First Step - Implementation

So, here we go starting with the money jars, and already there is a ridiculous situation involving the choice of the little baskets I bought them to put their money in. The oldest child is having an emotional breakdown despite the super-duper fair pick a number between one and ten method to decide who gets to choose first, she gets to choose LAST, and does not get the one she wanted and is scowly. However the discussion of the system, the list made of chores and painting of the little baskets all continues as planned, despite one very sulky individual.

Day 1

I wake up this morning to the 6 year old all dressed and ready, her room spotlessly tidy, bed made and eager to have help with her first chore which is to let the dogs out every morning. So far, so good. The two older girls have been working on their room, and the sulky oldest declares she did not have time to make her bed, because she was cleaning. Other bed is made. Everyone gets to school.

I go in the kitchen and there are four dishes of cereal still sitting out, despite the fact that it is clearly on their list of responsibilities to clear their dishes in the sink after eating. This is completely new to them, because I am ashamed to say I've always done it. So I don't blame them for forgetting, and didn't I say if I have to remind them, I will take a quarter?

Okay, so here is the dilemma I think most parents face, the temptation to let something slide.

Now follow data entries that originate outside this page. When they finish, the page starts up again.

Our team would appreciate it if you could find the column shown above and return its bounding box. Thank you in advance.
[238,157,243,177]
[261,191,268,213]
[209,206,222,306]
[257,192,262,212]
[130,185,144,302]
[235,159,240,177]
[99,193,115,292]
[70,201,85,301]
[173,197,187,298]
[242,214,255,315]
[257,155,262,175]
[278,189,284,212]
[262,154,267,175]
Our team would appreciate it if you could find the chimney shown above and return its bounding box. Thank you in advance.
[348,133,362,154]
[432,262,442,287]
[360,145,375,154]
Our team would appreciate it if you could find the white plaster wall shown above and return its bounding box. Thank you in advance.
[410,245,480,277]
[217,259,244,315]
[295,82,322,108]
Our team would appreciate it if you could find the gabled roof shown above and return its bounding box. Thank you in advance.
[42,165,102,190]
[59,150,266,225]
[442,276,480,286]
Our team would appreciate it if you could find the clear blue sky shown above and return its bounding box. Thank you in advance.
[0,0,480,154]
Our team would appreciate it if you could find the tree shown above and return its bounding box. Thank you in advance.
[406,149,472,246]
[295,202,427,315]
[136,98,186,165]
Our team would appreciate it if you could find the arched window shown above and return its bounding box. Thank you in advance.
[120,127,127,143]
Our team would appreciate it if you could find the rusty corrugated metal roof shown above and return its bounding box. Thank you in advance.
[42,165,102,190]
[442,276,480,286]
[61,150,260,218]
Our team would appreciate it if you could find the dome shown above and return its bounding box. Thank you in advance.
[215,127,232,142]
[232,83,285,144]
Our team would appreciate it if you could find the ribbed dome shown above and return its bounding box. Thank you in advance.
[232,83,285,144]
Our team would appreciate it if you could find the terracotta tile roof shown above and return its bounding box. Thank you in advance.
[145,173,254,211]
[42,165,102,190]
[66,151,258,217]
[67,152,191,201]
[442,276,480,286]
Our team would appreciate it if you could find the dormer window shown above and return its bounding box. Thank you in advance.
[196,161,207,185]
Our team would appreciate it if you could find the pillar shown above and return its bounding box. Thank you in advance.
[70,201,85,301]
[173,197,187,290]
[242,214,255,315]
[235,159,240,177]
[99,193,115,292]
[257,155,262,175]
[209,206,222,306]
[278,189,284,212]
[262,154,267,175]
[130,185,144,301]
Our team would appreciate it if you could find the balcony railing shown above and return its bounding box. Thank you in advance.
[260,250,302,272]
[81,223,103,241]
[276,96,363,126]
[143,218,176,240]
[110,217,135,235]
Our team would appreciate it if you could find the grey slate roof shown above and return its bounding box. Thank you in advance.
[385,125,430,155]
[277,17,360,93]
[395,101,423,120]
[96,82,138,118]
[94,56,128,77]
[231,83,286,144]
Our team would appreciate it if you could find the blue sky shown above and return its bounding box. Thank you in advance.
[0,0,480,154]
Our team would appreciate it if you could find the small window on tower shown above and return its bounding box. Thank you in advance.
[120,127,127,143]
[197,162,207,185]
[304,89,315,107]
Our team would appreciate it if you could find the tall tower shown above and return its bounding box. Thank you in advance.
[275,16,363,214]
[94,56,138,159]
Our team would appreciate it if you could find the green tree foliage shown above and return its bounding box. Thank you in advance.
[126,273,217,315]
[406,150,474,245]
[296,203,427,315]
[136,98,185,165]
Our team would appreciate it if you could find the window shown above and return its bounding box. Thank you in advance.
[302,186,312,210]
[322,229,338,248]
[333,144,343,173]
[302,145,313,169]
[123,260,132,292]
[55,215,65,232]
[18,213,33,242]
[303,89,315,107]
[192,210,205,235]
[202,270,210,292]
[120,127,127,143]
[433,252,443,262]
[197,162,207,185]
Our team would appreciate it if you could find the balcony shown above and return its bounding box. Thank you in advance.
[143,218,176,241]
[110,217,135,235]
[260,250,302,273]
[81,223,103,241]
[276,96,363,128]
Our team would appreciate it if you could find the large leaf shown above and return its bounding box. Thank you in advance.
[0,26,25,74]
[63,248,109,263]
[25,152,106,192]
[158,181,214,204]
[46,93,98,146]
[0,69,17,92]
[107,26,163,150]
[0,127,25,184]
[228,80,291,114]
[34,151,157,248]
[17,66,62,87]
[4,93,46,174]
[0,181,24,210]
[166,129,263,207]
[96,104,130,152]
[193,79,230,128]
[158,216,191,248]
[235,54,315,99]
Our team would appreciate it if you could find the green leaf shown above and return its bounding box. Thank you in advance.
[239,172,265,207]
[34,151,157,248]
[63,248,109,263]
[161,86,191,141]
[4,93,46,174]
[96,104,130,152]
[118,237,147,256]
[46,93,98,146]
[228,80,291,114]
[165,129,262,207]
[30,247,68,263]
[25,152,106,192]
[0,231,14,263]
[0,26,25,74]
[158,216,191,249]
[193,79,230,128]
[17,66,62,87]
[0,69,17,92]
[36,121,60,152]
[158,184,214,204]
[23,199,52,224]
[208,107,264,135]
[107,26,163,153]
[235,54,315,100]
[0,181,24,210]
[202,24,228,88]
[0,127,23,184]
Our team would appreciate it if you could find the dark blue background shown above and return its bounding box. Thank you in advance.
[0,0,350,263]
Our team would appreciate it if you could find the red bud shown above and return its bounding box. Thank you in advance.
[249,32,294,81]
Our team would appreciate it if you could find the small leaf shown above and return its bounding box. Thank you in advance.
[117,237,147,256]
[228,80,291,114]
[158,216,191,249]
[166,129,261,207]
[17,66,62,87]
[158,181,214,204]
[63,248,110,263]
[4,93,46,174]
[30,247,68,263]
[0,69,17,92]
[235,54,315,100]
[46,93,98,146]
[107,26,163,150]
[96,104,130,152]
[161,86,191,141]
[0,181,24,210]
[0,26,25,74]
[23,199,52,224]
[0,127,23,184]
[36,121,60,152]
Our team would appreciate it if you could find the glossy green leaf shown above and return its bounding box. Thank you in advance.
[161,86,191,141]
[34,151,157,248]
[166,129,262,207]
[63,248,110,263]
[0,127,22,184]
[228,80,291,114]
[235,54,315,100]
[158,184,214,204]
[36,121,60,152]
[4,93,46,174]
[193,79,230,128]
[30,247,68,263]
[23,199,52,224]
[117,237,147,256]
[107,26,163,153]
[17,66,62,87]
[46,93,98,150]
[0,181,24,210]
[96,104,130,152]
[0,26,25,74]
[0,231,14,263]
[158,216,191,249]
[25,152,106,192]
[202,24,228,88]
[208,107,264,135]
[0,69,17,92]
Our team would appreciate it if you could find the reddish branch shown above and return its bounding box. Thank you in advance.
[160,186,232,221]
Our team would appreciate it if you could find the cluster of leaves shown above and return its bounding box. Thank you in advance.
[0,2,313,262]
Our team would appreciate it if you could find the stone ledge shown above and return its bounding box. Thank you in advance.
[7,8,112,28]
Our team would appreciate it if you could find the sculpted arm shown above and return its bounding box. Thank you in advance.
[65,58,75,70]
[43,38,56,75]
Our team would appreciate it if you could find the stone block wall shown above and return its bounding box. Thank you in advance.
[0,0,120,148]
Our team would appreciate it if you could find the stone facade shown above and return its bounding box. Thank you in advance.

We think, hey, maybe they didn't understand the rules, they need to get used to this new world order, we'll give them a chance, let them know they *could* have lost their quarter but don't take one yet, etc. We live in a world of expecting warnings, alternatives, second chances, etc.

I am NOT going to be tempted! NEW RULE! I have decided that is a huge weakness in my parenting. They don't not understand the rules, they understand them just fine. It's me (the parent) who is deciding rules can bend and don't need to be followed. How the heck can I expect them to figure out that this is Serious Business if I am caving on day 1? It's a freaking quarter!

So that is one huge important part of any plan - to make sure that as a parent, I will not be afraid to go through with any consequence I invent. If I will be tempted to do a "okay, just this once, but NEXT TIME...." then obviously I didn't do a good job picking a consequence for that action, if I am reluctant to apply it.

So. Quarters taken from four dishes. One extra quarter removed from the girl who 'didn't have time' to make her bed because she was cleaning her room. I am not starting this out with excuses and exceptions! It will be doomed to failure!

1 comment:

Christy said...

Stay strong! I'm watching your plan to see how it works because oh, do I hate the nagging.